From home in Tokyo to two years of high school in Virginia, Hoshino found that it was easier for her to do well in a math class since math is universal, and she knew how to study despite her English competency at the time.
“The whole aspect of studying has changed since I came to Wittenberg and took some classes. Studying was not merely about being able to find a right solution,” Hoshino said. “While I continued taking math classes, I started to also like the nature of humanity courses – how they do not necessarily have one and only one answer to a problem in society, for instance. For many times in my freshman and sophomore years, I thought about majoring in mathematics, but to my surprise, I found myself more fit in humanity courses, dealing with people and society rather than numbers.”

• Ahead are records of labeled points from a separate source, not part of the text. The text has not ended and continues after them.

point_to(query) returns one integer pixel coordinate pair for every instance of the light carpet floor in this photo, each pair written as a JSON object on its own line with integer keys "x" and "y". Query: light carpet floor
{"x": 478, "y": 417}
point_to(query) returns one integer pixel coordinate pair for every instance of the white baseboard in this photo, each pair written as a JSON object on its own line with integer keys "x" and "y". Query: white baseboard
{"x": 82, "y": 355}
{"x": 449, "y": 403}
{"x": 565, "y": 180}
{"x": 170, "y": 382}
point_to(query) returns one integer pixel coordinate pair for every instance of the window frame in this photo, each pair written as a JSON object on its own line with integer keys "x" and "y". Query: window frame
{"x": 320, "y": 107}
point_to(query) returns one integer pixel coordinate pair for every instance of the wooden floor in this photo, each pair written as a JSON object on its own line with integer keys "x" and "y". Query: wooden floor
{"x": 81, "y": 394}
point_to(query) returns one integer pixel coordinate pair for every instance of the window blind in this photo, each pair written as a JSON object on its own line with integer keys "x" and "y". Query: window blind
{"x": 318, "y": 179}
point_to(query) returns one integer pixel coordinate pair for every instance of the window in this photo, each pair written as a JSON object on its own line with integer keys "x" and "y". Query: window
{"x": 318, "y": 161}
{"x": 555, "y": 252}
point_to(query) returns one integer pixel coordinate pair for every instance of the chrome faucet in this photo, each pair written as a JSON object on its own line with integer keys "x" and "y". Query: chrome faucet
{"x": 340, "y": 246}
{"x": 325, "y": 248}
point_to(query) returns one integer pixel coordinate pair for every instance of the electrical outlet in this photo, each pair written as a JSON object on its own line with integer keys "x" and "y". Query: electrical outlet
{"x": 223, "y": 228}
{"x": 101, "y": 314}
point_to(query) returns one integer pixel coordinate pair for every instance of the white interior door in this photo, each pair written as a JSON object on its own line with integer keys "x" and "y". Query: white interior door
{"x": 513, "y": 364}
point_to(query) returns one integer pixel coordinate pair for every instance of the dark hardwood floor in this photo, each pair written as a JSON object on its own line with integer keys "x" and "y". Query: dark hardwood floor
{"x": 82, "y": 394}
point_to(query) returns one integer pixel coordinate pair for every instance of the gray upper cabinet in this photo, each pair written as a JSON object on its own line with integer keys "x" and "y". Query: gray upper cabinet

Hoshino took classes from almost every discipline before declaring her major at the end of her sophomore year.
“I have learned that the more I studied, the more I found myself ignorant,” she said. “This was an important realization and soon became a motivation for me to study more. I have learned that there is no clear cut among the courses; everything is related to one another. For instance, when I was taking a sociology class, there was always something directly or indirectly relating to the materials that I was learning in a history or an East Asian studies class. I was delighted whenever I found those connections.”
In addition to Phi Beta Kappa, the Wittenberg Honors Program and several other honor societies, Hoshino plays trumpet in the Wittenberg Symphonic Band and the Wittenberg Brass Choir; she also plays piano.
Hoshino plans to return to Japan and find a job after graduation, and she will carry what she has learned wherever she goes.
“I have met many people, either American or international, with whom I share many values and view,” she said. “I used to think people from different parts of world could be so different from one another, but I have realized that we are not that different people, no matter where we are from, what nationality we possess, or what culture or religious view(s) we represent.”